Je pense aussi, vu la fréquence et les circonstances dans lesquelle je chope des maux de têtes liés au vin que les process oeno (voire viti) ont aussi un impact.
- 27 février 2014 à 18h52
J’aurais du mettre un smiley avec ma remarque sur le soufre et les maux de tête. C’était pour rester dans la tendance humour sur les hypocondriaques qui attrapent un rhume en regardant une émission sur les pingouins.
- 27 février 2014 à 19h25
[i]hyllos écrivait:
——————————————————-
> Je pense aussi, vu la fréquence et les
> circonstances dans lesquelle je chope des maux de
> têtes liés au vin que les process oeno (voire
> viti) ont aussi un impact.[/i]Pour rester partiellement dans le sujet ( vin nature et amines, tout du moins ):
https://lapassionduvin.com/phorum/read.php?28,828655,828836#msg-828836Reste à savoir si tu y es réellement hyper-sensibilisé…..J’ai tendance à penser qu’en réalité le pourcentage est beaucoup plus faible que les gens croyant l’être. Dans le même registre, j’avais lu une étude selon laquelle les sensibles au SO2 sont peu nombreux par rapport à ceux qui croient l’être, mais forcément ça nécessitait une étude plus poussée que ds simples analyses de sensations après dégustations……
- 27 février 2014 à 19h48
Un ami de longue date chopait souvent de grosse plaque rouge après nos soirée de jeune buveurs!!!!!
10 ans après il à appris qu’il était allergique aux sulfites!!!!
Plus de vins du tout, un simple verre lui amène immédiatement des plaques et des bouffées de chaleurs…
À part la bière qu’il supporte, il n’a plus grand choix…Cordialement,
Steeve- 27 février 2014 à 19h54
Celui qui s’auto diagnostiquerait une intolérance au SO2 devrait s’infliger une cure d’abricot sec pour confirmer ou infirmer. Vu les doses autorisés sur ces produits, ça devrait se ressentir de manière peu équivoque 😀
- 27 février 2014 à 22h40
Fréquence ne voulait pas dire souvent, bien au contraire. Mais je sais quand ça arrive et sur quel type de vin. Tous les vins ne sont pas concernés par ces problèmes. Certaines catégories sont plus « touchées ». Et assurément le soufre n’a rien à voir là-dedans.
- 28 février 2014 à 11h09
Je crois quand même qu’on se perd un peu dans ce débat.
Mon cri de colère initial concernait avant tout le goût.Comment trouver du plaisir autre qu’intellectuel ou idéologique à l’absorption d’un vin qui sent la merde, l’écurie ou la serpillière, la rouille ou le vinaigre ?

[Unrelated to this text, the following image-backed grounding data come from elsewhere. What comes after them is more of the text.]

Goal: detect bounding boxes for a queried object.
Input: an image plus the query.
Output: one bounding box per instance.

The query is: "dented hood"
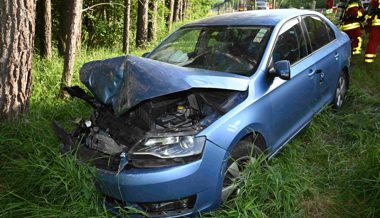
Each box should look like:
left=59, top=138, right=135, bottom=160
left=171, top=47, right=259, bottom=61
left=80, top=55, right=250, bottom=116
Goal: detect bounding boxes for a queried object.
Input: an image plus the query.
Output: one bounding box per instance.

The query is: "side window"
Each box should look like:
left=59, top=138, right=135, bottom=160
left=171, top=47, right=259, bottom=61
left=272, top=19, right=308, bottom=65
left=302, top=16, right=332, bottom=51
left=325, top=22, right=336, bottom=41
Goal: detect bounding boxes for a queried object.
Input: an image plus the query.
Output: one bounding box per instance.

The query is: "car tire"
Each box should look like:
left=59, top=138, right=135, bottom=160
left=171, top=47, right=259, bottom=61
left=221, top=138, right=263, bottom=204
left=332, top=71, right=348, bottom=111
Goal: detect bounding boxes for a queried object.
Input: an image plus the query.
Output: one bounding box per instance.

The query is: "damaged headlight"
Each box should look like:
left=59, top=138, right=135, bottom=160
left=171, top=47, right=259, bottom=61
left=129, top=136, right=206, bottom=168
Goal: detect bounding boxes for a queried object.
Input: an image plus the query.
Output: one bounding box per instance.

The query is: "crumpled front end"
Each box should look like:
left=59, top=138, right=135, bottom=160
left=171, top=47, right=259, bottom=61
left=54, top=86, right=247, bottom=170
left=79, top=55, right=249, bottom=116
left=53, top=55, right=249, bottom=216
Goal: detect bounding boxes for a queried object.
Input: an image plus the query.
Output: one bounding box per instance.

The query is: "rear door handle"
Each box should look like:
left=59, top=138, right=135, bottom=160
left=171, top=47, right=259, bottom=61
left=308, top=69, right=315, bottom=77
left=334, top=53, right=340, bottom=60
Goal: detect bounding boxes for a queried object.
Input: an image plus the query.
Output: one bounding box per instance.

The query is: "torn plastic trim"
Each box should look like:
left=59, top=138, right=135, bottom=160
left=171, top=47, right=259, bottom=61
left=52, top=121, right=75, bottom=154
left=53, top=120, right=125, bottom=171
left=80, top=55, right=250, bottom=116
left=64, top=86, right=101, bottom=108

Personnellement, j’en ai assez de ces déceptions à l’ouverture de certaines bouteilles : parce qu’on ne s’y trompe pas : l’idée de découvrir, c’est comme ouvrir un cadeau, enlever rapidement le papier autour avec des yeux émerveillés d’enfant, avec beaucoup d’espoir.

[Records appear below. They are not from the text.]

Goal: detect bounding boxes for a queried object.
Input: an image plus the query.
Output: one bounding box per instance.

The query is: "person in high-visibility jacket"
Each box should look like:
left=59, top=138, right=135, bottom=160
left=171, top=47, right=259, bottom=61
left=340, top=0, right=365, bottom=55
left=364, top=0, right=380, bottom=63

Je ne crois pas que ces odeurs soient agréables pour qui que ce soit, sauf si on vous bourre le mou en vous assénant que le bon goût, c’est ça. Mais c’est peut-être le spectre de mon champ de perception qui est étroit. C’est vrai qu’il y a merde, petite merde et grosse merde et que tout est une affaire de nuance.

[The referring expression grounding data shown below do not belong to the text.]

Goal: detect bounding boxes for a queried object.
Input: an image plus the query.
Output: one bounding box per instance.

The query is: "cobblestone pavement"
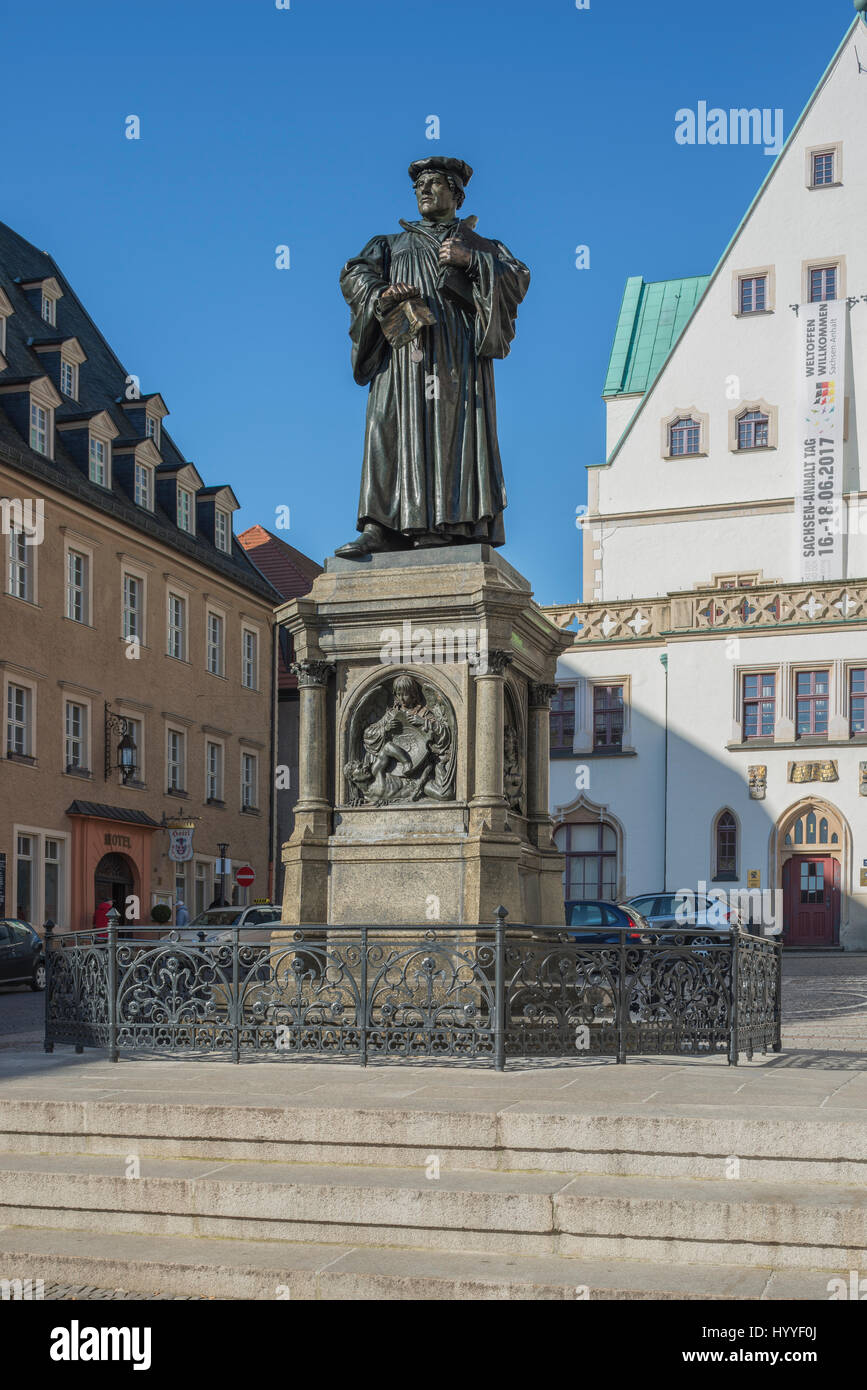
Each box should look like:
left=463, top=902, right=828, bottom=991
left=36, top=1284, right=210, bottom=1300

Je m’insurge donc, en résumé, non pas contre les vins non protégés qui ont réussi à survivre jusqu’à l’ouverture, mais contre la quantité très importante de vins déviants qui sont de plus en plus nombreux et je trouve personnellement inadmissible de faire payer aux consommateurs les errances d’un vigneron et contre le mouvement (et le système ! ) autour qui tend à faire passer la pilule derrière des arguments fallacieux.